Crude inventories fell by 2.2 million barrels in the week to April 7, compared with analysts' expectations for an increase of 87,000 barrels.
"A near 2.2 million barrel draw to commercial crude stocks and continued draws to product stocks should provide support to current prices," said Troy Vincent, oil analyst at ClipperData.
Oil prices bounced around following the release. Traders attributed the up-and-down action to the drawdown in inventories against another increase in U.S. production, higher inventories at the Cushing, Oklahoma, oil hub, and traders exiting profitable trades after the last two weeks of price gains.
U.S. crude was down 9 cents to $53.31 a barrel as of 11:21 a.m. ET (1521 GMT), while Brent crude dropped 17 cents to $56.06 a barrel.
Crude stocks at Cushing rose by 276,000 barrels, EIA said.

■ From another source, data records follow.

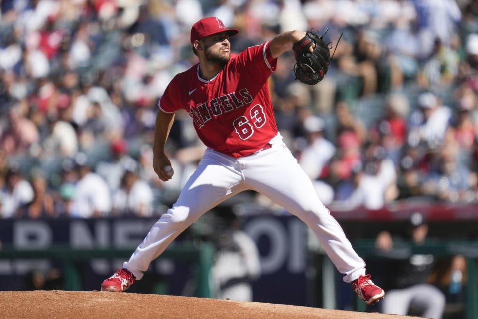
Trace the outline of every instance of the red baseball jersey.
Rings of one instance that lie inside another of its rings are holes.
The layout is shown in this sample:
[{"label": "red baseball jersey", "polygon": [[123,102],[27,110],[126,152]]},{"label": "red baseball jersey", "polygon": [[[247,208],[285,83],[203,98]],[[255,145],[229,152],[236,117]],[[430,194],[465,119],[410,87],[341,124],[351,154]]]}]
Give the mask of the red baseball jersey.
[{"label": "red baseball jersey", "polygon": [[275,70],[269,42],[231,59],[208,81],[199,64],[177,75],[159,100],[163,111],[184,109],[208,147],[238,158],[262,148],[277,134],[268,79]]}]

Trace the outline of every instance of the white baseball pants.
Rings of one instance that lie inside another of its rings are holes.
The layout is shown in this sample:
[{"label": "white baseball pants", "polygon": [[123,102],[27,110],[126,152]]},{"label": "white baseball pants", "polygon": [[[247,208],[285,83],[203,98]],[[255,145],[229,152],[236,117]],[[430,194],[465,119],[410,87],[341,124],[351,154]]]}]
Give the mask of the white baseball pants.
[{"label": "white baseball pants", "polygon": [[163,214],[123,267],[137,279],[179,234],[206,212],[241,191],[260,193],[312,230],[338,270],[350,282],[364,275],[365,262],[322,204],[310,179],[282,142],[239,159],[207,149],[173,207]]}]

Overall domestic production rose to 9.24 million bpd, EIA said, from 9.2 million a week prior.
Gasoline stocks fell by 3.0 million barrels, compared with analysts' expectations in a Reuters poll
for a 1.7 million-barrel drop. Stocks of gasoline, which had been running above seasonal averages, have dropped for eight consecutive weeks. Last year, an abundance of gasoline supplies hammered refining margins.
Distillate stockpiles, which include diesel and heating oil, fell by 2.2 million barrels, versus expectations for a 885,000-barrel drop, the EIA data showed.
Refinery crude runs rose by 268,000 barrels per day, EIA data showed. Refinery utilization rates rose by 0.2 percentage points.
U.S. crude imports fell last week by 86,000 barrels per day.